Darren Dahly PhD Statistical Epidemiology

Prediction vs Risk Factors

Seán Millar and I were recently asked to review a paper. In his review, he pointed out the difference in predicting an outcome vs. identifying risk factors for an outcome. It is an important point I have clumsily tried to convey in other reviews, but he put it so nicely I asked if I could quote him here (I’ve made a few small editorial changes, mainly intended to generalize what he wrote).

The authors state, “This study found that X predicts risk of Y better than Z and W in this population.” Technically, this analysis demonstrates that X is more strongly associated with Y, but not that it is more predictive. Although terms such as association/risk and prediction are used interchangeably within epidemiological research, they are quite different, and even strong associations do not necessarily indicate increased predictive ability. There are statistical methods which may be employed to evaluate discrimination, but these have not been used in this paper. I would suggest that the authors may wish to use terms such as association, risk, or relationship, rather than prediction within the manuscript.

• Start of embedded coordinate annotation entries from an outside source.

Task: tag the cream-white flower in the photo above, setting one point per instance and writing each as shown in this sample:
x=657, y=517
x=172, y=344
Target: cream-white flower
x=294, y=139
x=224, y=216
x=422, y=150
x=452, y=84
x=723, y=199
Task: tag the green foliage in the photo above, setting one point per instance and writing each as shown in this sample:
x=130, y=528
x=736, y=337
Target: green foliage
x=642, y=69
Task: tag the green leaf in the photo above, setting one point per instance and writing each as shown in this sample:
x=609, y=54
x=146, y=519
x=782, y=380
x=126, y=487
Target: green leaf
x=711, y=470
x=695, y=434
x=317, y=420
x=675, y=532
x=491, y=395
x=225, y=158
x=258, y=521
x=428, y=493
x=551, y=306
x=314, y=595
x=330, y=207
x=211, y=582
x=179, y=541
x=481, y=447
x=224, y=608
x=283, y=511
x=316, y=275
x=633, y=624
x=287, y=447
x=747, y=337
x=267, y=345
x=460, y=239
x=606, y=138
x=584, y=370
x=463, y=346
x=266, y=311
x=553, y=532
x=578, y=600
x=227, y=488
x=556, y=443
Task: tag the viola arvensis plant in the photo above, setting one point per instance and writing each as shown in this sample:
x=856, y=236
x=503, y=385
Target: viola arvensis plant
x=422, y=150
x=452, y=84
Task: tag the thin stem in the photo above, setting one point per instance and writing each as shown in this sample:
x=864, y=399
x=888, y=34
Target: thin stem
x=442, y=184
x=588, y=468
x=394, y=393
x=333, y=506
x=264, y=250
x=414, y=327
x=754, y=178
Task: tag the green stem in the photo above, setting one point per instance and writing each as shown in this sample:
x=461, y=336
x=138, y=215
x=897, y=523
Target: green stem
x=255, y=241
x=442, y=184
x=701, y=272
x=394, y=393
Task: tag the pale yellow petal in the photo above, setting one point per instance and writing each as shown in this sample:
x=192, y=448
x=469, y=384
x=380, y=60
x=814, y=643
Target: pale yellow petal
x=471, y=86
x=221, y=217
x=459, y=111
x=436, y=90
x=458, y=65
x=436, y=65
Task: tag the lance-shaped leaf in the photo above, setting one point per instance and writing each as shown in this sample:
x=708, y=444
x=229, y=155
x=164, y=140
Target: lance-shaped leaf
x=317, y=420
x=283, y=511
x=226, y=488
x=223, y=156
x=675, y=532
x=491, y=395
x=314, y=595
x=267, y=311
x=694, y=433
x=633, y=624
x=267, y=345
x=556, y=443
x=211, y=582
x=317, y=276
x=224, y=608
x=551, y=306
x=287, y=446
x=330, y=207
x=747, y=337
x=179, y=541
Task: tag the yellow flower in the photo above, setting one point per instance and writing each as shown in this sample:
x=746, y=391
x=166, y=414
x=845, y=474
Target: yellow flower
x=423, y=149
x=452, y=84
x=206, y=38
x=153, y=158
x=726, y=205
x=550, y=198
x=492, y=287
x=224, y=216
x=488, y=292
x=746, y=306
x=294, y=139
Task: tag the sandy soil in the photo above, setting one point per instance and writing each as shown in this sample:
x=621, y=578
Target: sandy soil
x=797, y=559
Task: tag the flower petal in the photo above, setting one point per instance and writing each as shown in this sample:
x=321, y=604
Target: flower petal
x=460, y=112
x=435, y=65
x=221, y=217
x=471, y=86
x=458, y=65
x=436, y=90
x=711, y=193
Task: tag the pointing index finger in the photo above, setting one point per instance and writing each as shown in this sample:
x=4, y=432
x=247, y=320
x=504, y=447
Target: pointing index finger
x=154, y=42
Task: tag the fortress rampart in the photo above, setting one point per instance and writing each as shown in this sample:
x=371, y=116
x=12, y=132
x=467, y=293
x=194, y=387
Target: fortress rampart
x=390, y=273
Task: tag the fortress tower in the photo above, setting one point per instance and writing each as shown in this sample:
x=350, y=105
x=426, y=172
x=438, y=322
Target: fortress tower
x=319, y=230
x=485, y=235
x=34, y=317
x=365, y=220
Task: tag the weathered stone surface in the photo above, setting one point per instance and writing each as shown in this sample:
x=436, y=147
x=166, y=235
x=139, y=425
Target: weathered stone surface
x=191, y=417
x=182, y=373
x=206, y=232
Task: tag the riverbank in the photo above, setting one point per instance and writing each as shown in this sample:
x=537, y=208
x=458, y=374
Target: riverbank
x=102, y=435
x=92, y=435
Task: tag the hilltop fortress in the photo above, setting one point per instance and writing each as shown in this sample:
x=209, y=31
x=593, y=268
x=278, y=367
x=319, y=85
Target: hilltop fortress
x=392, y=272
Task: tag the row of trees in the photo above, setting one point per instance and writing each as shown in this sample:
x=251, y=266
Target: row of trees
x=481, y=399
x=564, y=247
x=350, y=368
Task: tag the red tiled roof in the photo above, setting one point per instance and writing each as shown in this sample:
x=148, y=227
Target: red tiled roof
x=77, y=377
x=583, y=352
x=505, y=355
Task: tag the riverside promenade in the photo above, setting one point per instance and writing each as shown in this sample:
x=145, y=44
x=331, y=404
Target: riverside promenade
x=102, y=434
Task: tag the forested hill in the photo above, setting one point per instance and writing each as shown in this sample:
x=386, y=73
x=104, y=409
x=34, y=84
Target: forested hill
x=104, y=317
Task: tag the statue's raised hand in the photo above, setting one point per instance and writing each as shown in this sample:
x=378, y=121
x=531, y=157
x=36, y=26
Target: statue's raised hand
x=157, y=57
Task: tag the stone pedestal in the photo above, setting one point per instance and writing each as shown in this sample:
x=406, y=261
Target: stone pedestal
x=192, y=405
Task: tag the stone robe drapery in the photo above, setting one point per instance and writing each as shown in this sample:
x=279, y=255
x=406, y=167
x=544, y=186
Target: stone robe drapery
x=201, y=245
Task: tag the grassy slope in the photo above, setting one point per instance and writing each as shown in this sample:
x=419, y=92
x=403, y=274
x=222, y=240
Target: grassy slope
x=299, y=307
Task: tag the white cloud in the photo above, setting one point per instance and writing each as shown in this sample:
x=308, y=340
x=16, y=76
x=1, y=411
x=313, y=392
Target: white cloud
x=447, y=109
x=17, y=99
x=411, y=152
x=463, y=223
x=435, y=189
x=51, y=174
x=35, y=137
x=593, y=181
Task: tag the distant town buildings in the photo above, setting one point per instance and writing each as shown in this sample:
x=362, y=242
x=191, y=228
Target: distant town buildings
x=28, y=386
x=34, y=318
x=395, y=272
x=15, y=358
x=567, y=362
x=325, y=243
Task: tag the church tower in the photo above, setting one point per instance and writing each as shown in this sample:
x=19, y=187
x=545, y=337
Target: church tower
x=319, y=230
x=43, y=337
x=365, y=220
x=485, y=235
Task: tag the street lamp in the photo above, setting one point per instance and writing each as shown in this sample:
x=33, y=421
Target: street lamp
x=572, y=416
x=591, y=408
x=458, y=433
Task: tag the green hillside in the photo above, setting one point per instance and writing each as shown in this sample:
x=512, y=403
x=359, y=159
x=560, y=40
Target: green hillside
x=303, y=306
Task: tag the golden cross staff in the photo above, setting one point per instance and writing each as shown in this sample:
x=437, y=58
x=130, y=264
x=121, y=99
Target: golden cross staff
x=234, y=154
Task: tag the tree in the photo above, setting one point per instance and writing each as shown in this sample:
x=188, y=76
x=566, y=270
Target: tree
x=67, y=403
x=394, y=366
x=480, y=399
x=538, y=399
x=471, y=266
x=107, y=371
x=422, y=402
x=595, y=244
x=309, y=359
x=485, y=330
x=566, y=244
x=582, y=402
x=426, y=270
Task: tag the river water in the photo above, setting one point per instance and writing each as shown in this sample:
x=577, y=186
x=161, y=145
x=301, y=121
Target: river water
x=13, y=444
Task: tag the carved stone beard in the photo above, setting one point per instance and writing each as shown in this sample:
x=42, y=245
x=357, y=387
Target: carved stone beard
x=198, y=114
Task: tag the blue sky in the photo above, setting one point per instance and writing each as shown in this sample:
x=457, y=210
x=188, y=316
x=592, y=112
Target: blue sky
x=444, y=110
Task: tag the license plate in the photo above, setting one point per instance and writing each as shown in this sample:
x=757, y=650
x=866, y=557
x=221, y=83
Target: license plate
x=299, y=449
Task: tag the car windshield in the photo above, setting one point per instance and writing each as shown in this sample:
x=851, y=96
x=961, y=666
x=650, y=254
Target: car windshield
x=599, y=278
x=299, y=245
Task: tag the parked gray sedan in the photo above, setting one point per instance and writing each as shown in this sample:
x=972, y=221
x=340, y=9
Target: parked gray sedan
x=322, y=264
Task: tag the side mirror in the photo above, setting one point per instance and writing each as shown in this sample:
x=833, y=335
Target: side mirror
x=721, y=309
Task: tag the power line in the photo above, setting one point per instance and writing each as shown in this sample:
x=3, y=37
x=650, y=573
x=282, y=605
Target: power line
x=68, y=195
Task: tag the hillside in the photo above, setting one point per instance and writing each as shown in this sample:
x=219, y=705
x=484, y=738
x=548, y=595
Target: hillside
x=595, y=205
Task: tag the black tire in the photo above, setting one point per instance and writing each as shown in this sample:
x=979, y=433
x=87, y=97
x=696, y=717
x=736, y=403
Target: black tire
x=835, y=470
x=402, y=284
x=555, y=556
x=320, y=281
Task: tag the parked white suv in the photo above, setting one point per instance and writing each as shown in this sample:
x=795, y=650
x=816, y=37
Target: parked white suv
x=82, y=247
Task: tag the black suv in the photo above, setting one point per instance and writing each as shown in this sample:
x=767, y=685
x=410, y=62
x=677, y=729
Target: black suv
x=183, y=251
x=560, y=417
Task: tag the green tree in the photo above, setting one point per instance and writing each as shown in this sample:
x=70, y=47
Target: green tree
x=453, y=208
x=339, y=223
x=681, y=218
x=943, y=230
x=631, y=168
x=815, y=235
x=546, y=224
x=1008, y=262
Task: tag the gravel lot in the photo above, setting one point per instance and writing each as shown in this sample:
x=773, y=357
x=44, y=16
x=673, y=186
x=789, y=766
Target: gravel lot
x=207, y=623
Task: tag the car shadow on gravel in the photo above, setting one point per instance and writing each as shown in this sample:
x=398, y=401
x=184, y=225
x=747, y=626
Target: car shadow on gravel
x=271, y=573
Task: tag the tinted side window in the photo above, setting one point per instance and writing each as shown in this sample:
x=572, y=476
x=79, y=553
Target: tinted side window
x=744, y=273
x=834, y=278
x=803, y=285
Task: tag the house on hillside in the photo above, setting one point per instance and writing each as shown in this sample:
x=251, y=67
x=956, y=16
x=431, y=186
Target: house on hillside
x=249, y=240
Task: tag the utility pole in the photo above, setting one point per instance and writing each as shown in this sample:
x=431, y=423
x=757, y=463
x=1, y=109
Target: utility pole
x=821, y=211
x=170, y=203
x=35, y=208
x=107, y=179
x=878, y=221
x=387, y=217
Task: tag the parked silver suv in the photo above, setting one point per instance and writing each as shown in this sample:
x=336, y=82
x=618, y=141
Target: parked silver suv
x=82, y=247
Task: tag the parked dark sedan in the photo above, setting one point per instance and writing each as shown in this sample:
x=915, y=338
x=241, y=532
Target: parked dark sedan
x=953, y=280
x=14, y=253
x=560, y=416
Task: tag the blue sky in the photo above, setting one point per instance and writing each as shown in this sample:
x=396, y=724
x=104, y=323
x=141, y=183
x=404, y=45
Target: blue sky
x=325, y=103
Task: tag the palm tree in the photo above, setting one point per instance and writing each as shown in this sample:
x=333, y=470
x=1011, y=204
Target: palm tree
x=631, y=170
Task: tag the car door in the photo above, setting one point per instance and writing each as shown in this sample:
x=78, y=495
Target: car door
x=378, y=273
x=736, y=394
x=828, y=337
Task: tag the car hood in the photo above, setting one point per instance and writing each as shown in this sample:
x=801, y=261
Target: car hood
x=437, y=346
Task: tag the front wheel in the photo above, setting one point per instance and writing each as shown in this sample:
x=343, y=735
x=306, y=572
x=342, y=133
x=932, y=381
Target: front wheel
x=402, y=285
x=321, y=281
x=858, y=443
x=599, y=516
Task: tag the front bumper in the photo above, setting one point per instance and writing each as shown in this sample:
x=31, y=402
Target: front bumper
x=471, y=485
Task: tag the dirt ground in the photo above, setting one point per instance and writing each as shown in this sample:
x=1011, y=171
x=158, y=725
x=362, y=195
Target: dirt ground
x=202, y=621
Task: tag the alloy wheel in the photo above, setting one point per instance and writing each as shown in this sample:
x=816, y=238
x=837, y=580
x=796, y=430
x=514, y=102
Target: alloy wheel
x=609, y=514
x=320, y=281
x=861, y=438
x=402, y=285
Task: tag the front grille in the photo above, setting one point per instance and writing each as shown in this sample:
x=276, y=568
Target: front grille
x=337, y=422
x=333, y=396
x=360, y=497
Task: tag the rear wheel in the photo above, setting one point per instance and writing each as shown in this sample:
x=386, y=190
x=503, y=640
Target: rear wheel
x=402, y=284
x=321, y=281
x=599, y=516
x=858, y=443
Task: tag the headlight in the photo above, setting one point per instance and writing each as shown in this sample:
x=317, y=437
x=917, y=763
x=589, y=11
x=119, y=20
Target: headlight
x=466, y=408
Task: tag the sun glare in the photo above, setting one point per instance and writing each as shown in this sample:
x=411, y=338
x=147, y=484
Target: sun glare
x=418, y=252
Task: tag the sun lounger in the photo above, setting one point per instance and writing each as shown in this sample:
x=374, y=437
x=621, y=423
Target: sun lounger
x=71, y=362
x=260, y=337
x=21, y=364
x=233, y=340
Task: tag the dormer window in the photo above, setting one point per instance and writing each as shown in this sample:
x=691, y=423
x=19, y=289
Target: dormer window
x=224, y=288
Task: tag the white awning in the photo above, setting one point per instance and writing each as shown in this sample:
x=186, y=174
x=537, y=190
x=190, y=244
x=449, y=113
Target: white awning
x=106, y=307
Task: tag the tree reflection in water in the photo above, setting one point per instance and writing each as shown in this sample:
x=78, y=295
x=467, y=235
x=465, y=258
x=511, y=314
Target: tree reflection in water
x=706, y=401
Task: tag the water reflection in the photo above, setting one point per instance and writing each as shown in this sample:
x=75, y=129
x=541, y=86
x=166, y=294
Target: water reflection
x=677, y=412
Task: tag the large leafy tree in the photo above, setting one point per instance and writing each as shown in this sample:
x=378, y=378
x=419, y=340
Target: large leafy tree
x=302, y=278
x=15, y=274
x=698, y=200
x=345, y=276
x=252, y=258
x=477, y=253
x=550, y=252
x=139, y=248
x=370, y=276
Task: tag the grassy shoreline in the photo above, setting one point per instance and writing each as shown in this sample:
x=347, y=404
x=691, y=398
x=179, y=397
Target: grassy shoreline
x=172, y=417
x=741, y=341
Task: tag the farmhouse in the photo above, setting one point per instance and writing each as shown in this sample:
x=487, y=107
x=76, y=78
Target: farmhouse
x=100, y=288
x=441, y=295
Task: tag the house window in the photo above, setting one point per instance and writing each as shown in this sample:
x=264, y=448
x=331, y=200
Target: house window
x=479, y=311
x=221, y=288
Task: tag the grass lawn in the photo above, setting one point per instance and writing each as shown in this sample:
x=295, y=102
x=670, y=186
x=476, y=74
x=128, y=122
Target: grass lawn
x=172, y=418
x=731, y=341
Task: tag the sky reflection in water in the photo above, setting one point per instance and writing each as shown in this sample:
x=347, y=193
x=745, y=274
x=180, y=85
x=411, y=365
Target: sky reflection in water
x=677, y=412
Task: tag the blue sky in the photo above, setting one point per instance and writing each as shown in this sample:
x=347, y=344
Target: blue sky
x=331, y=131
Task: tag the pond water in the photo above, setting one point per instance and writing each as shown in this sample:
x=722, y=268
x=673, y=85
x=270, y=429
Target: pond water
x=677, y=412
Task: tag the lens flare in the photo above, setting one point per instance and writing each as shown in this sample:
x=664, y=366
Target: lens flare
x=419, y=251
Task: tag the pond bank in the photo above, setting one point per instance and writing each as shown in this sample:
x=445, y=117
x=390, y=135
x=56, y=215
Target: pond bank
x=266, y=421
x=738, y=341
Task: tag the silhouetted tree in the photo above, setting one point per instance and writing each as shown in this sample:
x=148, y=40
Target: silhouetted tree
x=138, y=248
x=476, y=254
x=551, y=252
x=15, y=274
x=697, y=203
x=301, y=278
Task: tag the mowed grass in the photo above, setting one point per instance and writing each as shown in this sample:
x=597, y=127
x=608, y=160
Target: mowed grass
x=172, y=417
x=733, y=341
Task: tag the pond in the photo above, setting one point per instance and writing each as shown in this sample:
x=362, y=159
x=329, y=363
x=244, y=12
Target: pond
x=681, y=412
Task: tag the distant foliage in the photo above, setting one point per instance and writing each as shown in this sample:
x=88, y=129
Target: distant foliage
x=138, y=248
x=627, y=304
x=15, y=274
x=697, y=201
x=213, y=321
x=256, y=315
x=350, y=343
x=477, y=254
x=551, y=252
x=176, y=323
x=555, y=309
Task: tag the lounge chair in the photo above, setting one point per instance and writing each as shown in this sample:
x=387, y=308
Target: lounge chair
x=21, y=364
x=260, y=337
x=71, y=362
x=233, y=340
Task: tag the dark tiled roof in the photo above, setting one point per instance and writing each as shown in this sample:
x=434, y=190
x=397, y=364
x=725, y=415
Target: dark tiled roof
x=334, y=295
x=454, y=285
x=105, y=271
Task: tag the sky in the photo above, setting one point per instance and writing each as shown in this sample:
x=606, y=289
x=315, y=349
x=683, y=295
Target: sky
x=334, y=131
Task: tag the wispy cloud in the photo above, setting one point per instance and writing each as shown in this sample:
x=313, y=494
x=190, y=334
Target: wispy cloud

The title should also possibly be amended, i.e. “Is X or Z and W a greater risk factor for Y….etc.”

I think I may be pasting this into the occasional review from now on.

If you really want to tuck into this topic, see To Explain or to Predict? by Galit Shmueli (@gshmueli), posted on arxiv.org. It’s a clear, comprehensive overview of the topic. There is also this paper in the AJE, Limitations of the Odds Ratio in Gauging the Performance of a Diagnostic, Prognostic, or Screening Marker, which clearly demonstrates that big odds ratios don’t always lead to useful classifications (predictions).